The development of RFPs in our industry has come from the need to control quality and cost through detailed specifications of the mechanics inherent to the process (e.g. design, data collection method, sample size, incidence rates, tabulation format, reporting, etc.).
In many large companies, the process starts with an RFP sent to a list of market research vendors that are either part of an official, legally approved “Preferred Vendor List.”
If there is no such an official list, clients still tend to have a short unofficial list based on past work done by a group of vendors.
Once you get used to working with a particular market research vendor, uncertainty about what to expect is minimized and you can focus your attention elsewhere.
This works great if you partner with a market research vendor that can offer expertise and good customer service.
These market research vendor lists make the selection process easier for clients. Setting up a market research vendor in a company’s system can be a cumbersome process. It may drag for days or weeks if approval from different departments is required (e.g. marketing, procurement, legal, etc.).
Although there are obvious advantages of having a preferred vendor list, this also has clear drawbacks.
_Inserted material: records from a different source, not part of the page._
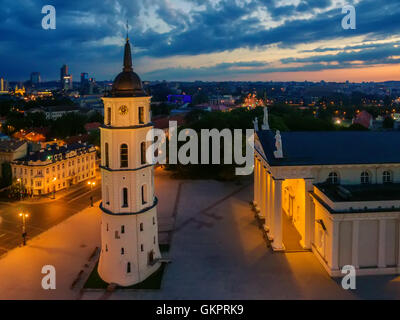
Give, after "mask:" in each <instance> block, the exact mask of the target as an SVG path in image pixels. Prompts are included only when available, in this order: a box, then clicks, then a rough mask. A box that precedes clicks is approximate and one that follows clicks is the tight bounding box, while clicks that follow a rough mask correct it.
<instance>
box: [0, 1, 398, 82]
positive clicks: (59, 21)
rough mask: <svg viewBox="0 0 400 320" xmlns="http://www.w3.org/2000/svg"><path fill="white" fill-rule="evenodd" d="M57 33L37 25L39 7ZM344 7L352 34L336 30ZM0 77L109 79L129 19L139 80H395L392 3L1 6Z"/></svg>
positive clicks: (136, 65) (292, 80) (397, 49)
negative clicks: (351, 9)
mask: <svg viewBox="0 0 400 320" xmlns="http://www.w3.org/2000/svg"><path fill="white" fill-rule="evenodd" d="M45 5H53V6H54V7H55V9H56V29H55V30H51V29H49V30H45V29H43V28H42V19H43V17H44V16H45V14H42V7H43V6H45ZM345 5H353V6H354V7H355V9H356V29H354V30H353V29H348V30H345V29H343V28H342V19H343V17H345V16H346V14H343V13H342V8H343V6H345ZM0 19H1V21H2V23H1V24H0V77H4V78H5V79H7V80H9V81H23V80H27V79H29V77H30V73H31V72H34V71H37V72H40V73H41V77H42V80H43V81H49V80H56V79H59V74H60V68H61V66H62V65H63V64H67V65H68V66H69V69H70V73H72V74H73V77H74V80H75V81H79V77H80V73H81V72H87V73H89V76H90V77H94V78H95V79H96V80H112V79H113V78H114V77H115V76H116V75H117V74H118V73H119V72H120V71H121V67H122V56H123V46H124V42H125V37H126V21H127V20H128V21H129V38H130V41H131V43H132V46H133V63H134V68H135V71H136V72H137V73H138V74H139V75H140V76H141V78H142V80H148V81H150V80H168V81H194V80H203V81H241V80H243V81H271V80H272V81H304V80H308V81H320V80H325V81H346V80H349V81H351V82H362V81H388V80H400V1H399V0H347V1H346V0H240V1H239V0H101V1H99V0H79V1H78V0H67V1H66V0H18V1H13V0H0Z"/></svg>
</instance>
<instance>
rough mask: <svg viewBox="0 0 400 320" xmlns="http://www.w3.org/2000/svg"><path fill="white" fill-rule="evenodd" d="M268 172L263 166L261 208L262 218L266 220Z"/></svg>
mask: <svg viewBox="0 0 400 320" xmlns="http://www.w3.org/2000/svg"><path fill="white" fill-rule="evenodd" d="M266 180H267V170H265V168H264V166H261V206H260V215H259V216H260V218H265V211H266V209H265V208H266V199H267V181H266Z"/></svg>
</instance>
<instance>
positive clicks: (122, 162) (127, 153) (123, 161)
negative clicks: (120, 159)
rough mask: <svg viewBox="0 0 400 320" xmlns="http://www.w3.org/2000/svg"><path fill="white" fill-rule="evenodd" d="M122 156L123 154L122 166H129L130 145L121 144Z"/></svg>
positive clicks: (123, 166)
mask: <svg viewBox="0 0 400 320" xmlns="http://www.w3.org/2000/svg"><path fill="white" fill-rule="evenodd" d="M120 156H121V168H127V167H128V145H127V144H125V143H124V144H123V145H121V151H120Z"/></svg>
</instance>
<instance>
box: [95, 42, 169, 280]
mask: <svg viewBox="0 0 400 320" xmlns="http://www.w3.org/2000/svg"><path fill="white" fill-rule="evenodd" d="M150 100H151V97H150V96H148V95H147V94H146V93H145V92H144V90H143V87H142V82H141V80H140V78H139V76H138V75H137V74H136V73H135V72H133V68H132V57H131V47H130V44H129V39H128V38H127V40H126V44H125V53H124V68H123V71H122V72H121V73H120V74H119V75H118V76H117V77H116V78H115V80H114V83H113V87H112V90H111V93H110V95H109V96H106V97H104V98H103V102H104V122H105V123H104V125H103V126H102V127H101V150H102V151H101V152H102V157H101V172H102V199H103V201H102V204H101V205H100V209H101V211H102V221H101V254H100V261H99V267H98V272H99V275H100V277H101V278H102V279H103V280H104V281H105V282H107V283H115V284H118V285H121V286H131V285H133V284H136V283H139V282H142V281H143V280H145V279H146V278H147V277H149V276H150V275H151V274H152V273H153V272H155V271H156V270H157V269H158V268H159V267H160V262H159V259H160V258H161V255H160V250H159V246H158V227H157V199H156V198H155V196H154V167H153V166H152V165H150V164H148V163H147V162H146V147H147V145H146V134H147V132H148V131H149V130H151V129H152V128H153V125H152V123H151V119H150V117H151V116H150Z"/></svg>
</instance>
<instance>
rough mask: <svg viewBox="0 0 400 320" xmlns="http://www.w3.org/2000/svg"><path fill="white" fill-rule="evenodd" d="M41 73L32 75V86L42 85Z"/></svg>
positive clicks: (35, 73)
mask: <svg viewBox="0 0 400 320" xmlns="http://www.w3.org/2000/svg"><path fill="white" fill-rule="evenodd" d="M40 80H41V79H40V72H32V73H31V84H32V85H35V84H39V83H40Z"/></svg>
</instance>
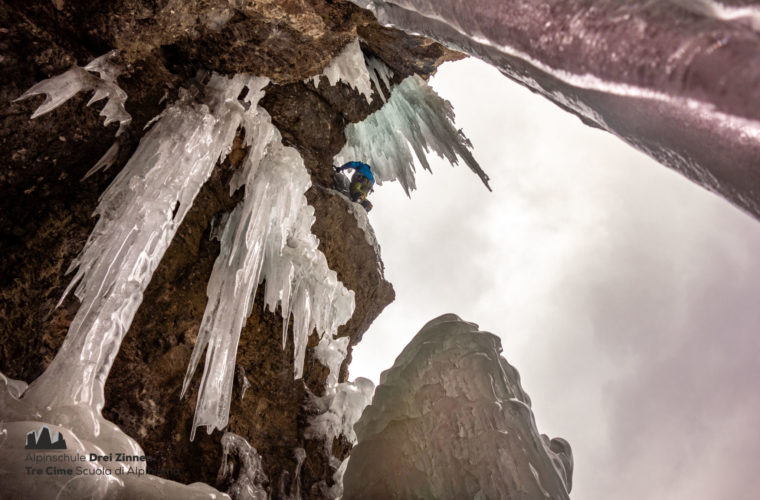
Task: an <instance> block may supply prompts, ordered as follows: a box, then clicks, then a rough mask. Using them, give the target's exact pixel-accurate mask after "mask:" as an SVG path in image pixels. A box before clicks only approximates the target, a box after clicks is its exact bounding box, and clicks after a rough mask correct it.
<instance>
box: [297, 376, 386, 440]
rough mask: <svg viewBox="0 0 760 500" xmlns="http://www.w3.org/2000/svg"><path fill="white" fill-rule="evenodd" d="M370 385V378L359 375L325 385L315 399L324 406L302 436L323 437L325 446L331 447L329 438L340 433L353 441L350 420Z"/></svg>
mask: <svg viewBox="0 0 760 500" xmlns="http://www.w3.org/2000/svg"><path fill="white" fill-rule="evenodd" d="M374 389H375V385H374V384H373V383H372V381H371V380H369V379H366V378H363V377H358V378H357V379H356V380H355V381H354V382H343V383H341V384H338V385H337V386H335V387H331V388H328V390H327V394H326V395H325V396H323V397H322V398H320V401H319V403H318V404H319V405H322V406H323V407H324V408H325V410H324V412H323V413H321V414H320V415H317V416H316V417H314V418H312V419H310V420H309V428H308V429H307V430H306V434H305V435H306V437H314V438H323V439H324V440H325V447H326V448H327V449H328V450H332V444H333V441H334V440H335V439H336V438H337V437H338V436H340V435H341V434H342V435H343V436H345V437H346V439H347V440H348V442H350V443H355V442H356V434H355V433H354V424H355V423H356V421H357V420H359V417H361V415H362V412H363V411H364V408H365V407H366V406H367V405H368V404H369V402H370V399H372V392H373V391H374Z"/></svg>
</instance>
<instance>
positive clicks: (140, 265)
mask: <svg viewBox="0 0 760 500" xmlns="http://www.w3.org/2000/svg"><path fill="white" fill-rule="evenodd" d="M266 83H267V80H266V79H264V78H258V77H251V76H248V75H243V74H241V75H236V76H234V77H232V78H227V77H225V76H222V75H216V74H215V75H213V76H212V77H211V78H210V80H209V82H208V84H207V85H206V90H205V98H204V101H203V102H198V101H197V100H196V99H194V98H192V96H191V95H190V94H189V93H186V94H185V96H184V98H183V99H181V100H180V101H179V102H177V103H175V104H173V105H172V106H169V107H168V108H167V109H166V110H165V111H164V112H163V113H162V114H161V116H160V119H159V120H158V121H157V122H156V123H155V124H154V125H153V128H151V130H150V131H149V132H148V133H147V134H146V135H145V136H144V137H143V138H142V140H141V141H140V144H139V146H138V147H137V150H136V151H135V153H134V154H133V155H132V157H131V158H130V159H129V161H128V162H127V164H126V165H125V166H124V168H123V169H122V171H121V172H120V173H119V175H118V176H116V178H115V179H114V180H113V182H112V183H111V185H110V186H109V187H108V189H106V191H105V192H104V193H103V195H102V196H101V198H100V203H99V204H98V207H97V208H96V210H95V214H96V215H98V216H100V218H99V219H98V222H97V224H96V225H95V228H94V229H93V230H92V233H91V234H90V237H89V238H88V240H87V242H86V243H85V246H84V249H83V250H82V252H81V253H80V254H79V256H78V257H77V258H76V259H75V260H74V262H73V263H72V264H71V266H70V269H69V271H73V270H74V269H76V270H77V272H76V274H75V275H74V278H73V279H72V281H71V283H70V285H69V286H68V288H67V290H66V293H68V292H69V291H70V290H72V289H74V294H75V295H76V296H77V298H78V299H79V300H80V301H81V305H80V307H79V309H78V311H77V314H76V316H75V317H74V320H73V321H72V323H71V325H70V327H69V331H68V333H67V335H66V339H65V340H64V343H63V346H62V347H61V349H60V350H59V351H58V353H57V354H56V356H55V358H54V359H53V361H52V362H51V363H50V365H49V366H48V367H47V369H46V370H45V372H44V373H43V374H42V375H41V376H40V377H39V378H37V379H36V380H35V381H34V382H33V383H32V384H31V385H30V387H29V389H28V390H27V391H26V393H25V395H24V399H25V400H28V401H29V402H30V404H33V405H36V406H38V407H41V408H44V407H66V406H71V405H78V404H81V405H85V406H88V407H92V408H93V410H95V411H96V412H98V413H99V412H100V410H101V409H102V408H103V404H104V385H105V381H106V378H107V377H108V373H109V372H110V370H111V366H112V364H113V361H114V359H115V357H116V354H117V352H118V351H119V347H120V346H121V341H122V339H123V338H124V335H125V334H126V332H127V330H128V329H129V327H130V325H131V323H132V320H133V318H134V315H135V313H136V312H137V309H138V307H139V306H140V303H141V302H142V298H143V292H144V291H145V289H146V287H147V286H148V283H149V282H150V279H151V277H152V275H153V271H154V270H155V269H156V267H157V266H158V263H159V262H160V260H161V258H162V257H163V255H164V252H165V251H166V249H167V248H168V247H169V244H170V243H171V241H172V238H173V236H174V234H175V233H176V231H177V229H178V228H179V226H180V224H181V223H182V220H183V219H184V217H185V215H186V214H187V213H188V211H189V210H190V207H191V206H192V204H193V200H194V199H195V196H196V195H197V194H198V192H199V191H200V188H201V186H203V184H204V183H205V182H206V180H207V179H208V177H209V175H210V174H211V171H212V170H213V168H214V166H215V165H216V164H217V162H218V161H219V160H220V159H223V158H224V157H225V156H226V155H227V153H228V152H229V151H230V148H231V145H232V140H233V138H234V136H235V133H236V131H237V129H238V127H239V126H240V124H241V123H242V121H243V118H244V116H243V115H244V114H245V113H246V108H245V107H244V106H243V103H241V102H240V101H239V100H238V96H239V95H240V93H241V92H242V90H243V89H244V88H246V87H248V88H249V92H248V96H247V99H249V100H250V99H251V98H253V96H257V97H256V98H257V99H258V98H259V97H260V94H257V91H260V89H261V88H262V87H263V86H264V85H266ZM250 107H255V103H250V102H249V108H250Z"/></svg>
A company may be missing opportunities to do research with better and more innovative research approaches because:
Meeting the specs doesn’t guarantee quality. When you get proposals to an RFP with large differences in price, it would serve you well to question the proposals with the highest and the lowest price.
Differences in price from one proposal to another may be due to proposed different data collection methods (e.g. phone vs. online), but assuming the same methodology is used, in the majority of cases, the price is lower because something has been left out /reduced in scope.
Often you get analysts/programmers/project managers with less experience handling your project, or the whole project has been outsourced to a low-cost labor country. High prices are often tied to high overhead costs or having experienced researchers working on your project, or both.
I have met my share of clients who have never done market research and are really shocked by its cost. Someone even told me “how hard can it be to copy and paste questions in SurveyMonkey.” The easy access to technology gives a false impression that minimal knowledge, if any, is needed to do market research.
I have also met those who know about market research but are so driven by budgets that they select the cheapest proposal to later regret it. Many end up spending more to redo the work.
Again, in our field, standardization doesn’t guarantee quality. During my years working on the client-side I learned that experience, customer service, and empathy from the vendor were the key attributes in a market research vendor that benefited me as a client the most and helped the market research function at my company to do a great job.